I stumbled a little bit over the meter in the first two feet of Line 10.  I couldn't recognize any of the variations as among the conventional variations of which I am aware and I really don't see how the line's sound benefits from the variation.  Any insight into this?

"your NAME / hangs RIGHT / be-SIDE / your SMIL- / -ing FACE.
re-MEM- / b'ring JUST / how DRAB / these WALL / had BEEN,
i HAVE / to THANK / you FOR / the LIGHT, / my FRIEND."

A near-rhyming couplet is okay with me.  I think Line 13 is stronger than Line 14.  I wonder if there is any way to reword the couplet so that the stronger Line is the last line.  Just a suggestion.

Thanks for the pleasure of the read of this very well written sonnet.

Jim
                                          




[This message has been edited by jbouder (edited 04-19-2000).]

Not A Poet
Member Elite
since 1999-11-03
Posts 3885
Oklahoma, USA
3 posted 2000-04-19 10:14 AM


Hi Karina,

Let me add my Welcome to Passions. I agree with Philip about the beautiful name. I also agree with him about your poem. It is very touching, a delightful read.

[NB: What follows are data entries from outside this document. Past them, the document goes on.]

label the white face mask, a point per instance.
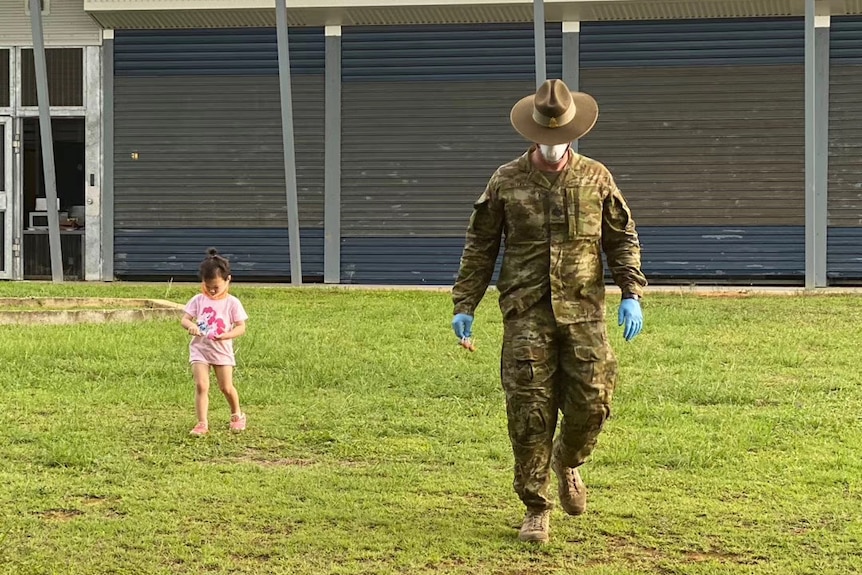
(555, 153)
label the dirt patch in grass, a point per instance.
(77, 310)
(60, 514)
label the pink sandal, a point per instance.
(237, 422)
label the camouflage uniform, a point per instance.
(556, 354)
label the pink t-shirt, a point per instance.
(214, 316)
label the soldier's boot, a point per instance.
(572, 490)
(535, 527)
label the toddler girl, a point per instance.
(214, 318)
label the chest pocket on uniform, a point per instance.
(584, 210)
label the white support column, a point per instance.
(93, 169)
(47, 140)
(539, 34)
(817, 22)
(332, 153)
(106, 213)
(288, 142)
(572, 59)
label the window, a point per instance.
(65, 77)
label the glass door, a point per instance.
(5, 198)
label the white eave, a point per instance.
(142, 14)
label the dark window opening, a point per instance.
(65, 77)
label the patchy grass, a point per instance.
(377, 445)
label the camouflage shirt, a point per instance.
(554, 235)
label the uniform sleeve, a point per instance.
(620, 242)
(481, 247)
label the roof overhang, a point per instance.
(160, 14)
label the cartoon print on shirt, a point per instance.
(209, 324)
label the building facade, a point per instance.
(399, 125)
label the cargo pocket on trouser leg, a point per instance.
(587, 381)
(529, 396)
(532, 419)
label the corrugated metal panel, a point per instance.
(205, 13)
(706, 143)
(209, 149)
(446, 53)
(432, 261)
(66, 24)
(844, 258)
(849, 7)
(709, 145)
(675, 10)
(693, 43)
(244, 52)
(744, 253)
(254, 254)
(416, 153)
(845, 150)
(203, 149)
(845, 41)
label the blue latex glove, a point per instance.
(462, 324)
(632, 316)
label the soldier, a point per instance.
(558, 211)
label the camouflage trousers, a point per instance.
(548, 369)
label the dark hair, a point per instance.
(214, 266)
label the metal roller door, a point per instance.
(702, 124)
(425, 112)
(198, 151)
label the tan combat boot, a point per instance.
(573, 492)
(535, 527)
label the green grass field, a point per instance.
(377, 445)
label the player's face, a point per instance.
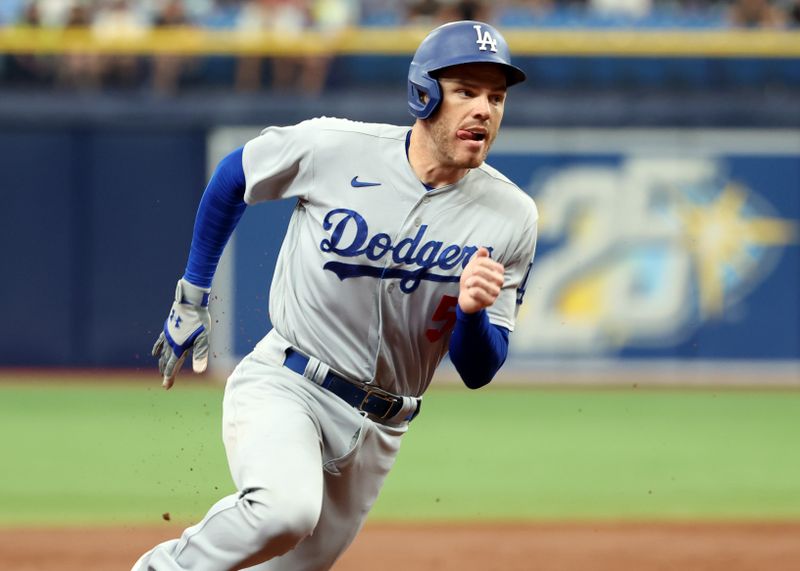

I see Jim has already done the slice-n-dice thing so you now know how things work in here.

Well, I hope to see much more of your work. Thanks for sharing.


 Pete

What terms shall I find sufficiently simple in their sublimity --
sufficiently sublime in their simplicity --
for the mere enunciation of my theme?
Edgar Allan Poe



revolution
Junior Member
since 2000-04-17
Posts 20
atlanta, GA, USA
4 posted 2000-04-19 07:56 PM


what a simply lovely poem.  feeling tears pricking at my lids  .  

well, critiquing sonnet form is something i haven't done for three years or so, so leaving that for others to do (dang, but do the muscles ever atrophy after awhile!)...  i think the final couplet is exquisite...

"bringing light and life to me" seems a little said-before to me, but the rest of the poem buoys it up.

warmhrt
Senior Member
since 1999-12-18
Posts 1563

5 posted 2000-04-19 10:54 PM


Hello Karina

I don't critique sonnets either, except occasionally in terms of the content, but I did want to welcome you to CA. Good people, good place to learn,

Kristine


 the poet's pen...gives to airy nothing
A local habitation and a name ~ Shakespeare

bboog
Member
since 2000-02-29
Posts 303
Valencia, California
6 posted 2000-04-20 06:18 PM


Karina~
   A beautifully written sonnet. What I liked about it was that the rhymes didn't seem forced and it conveyed a lovely message of friendship. I liked it!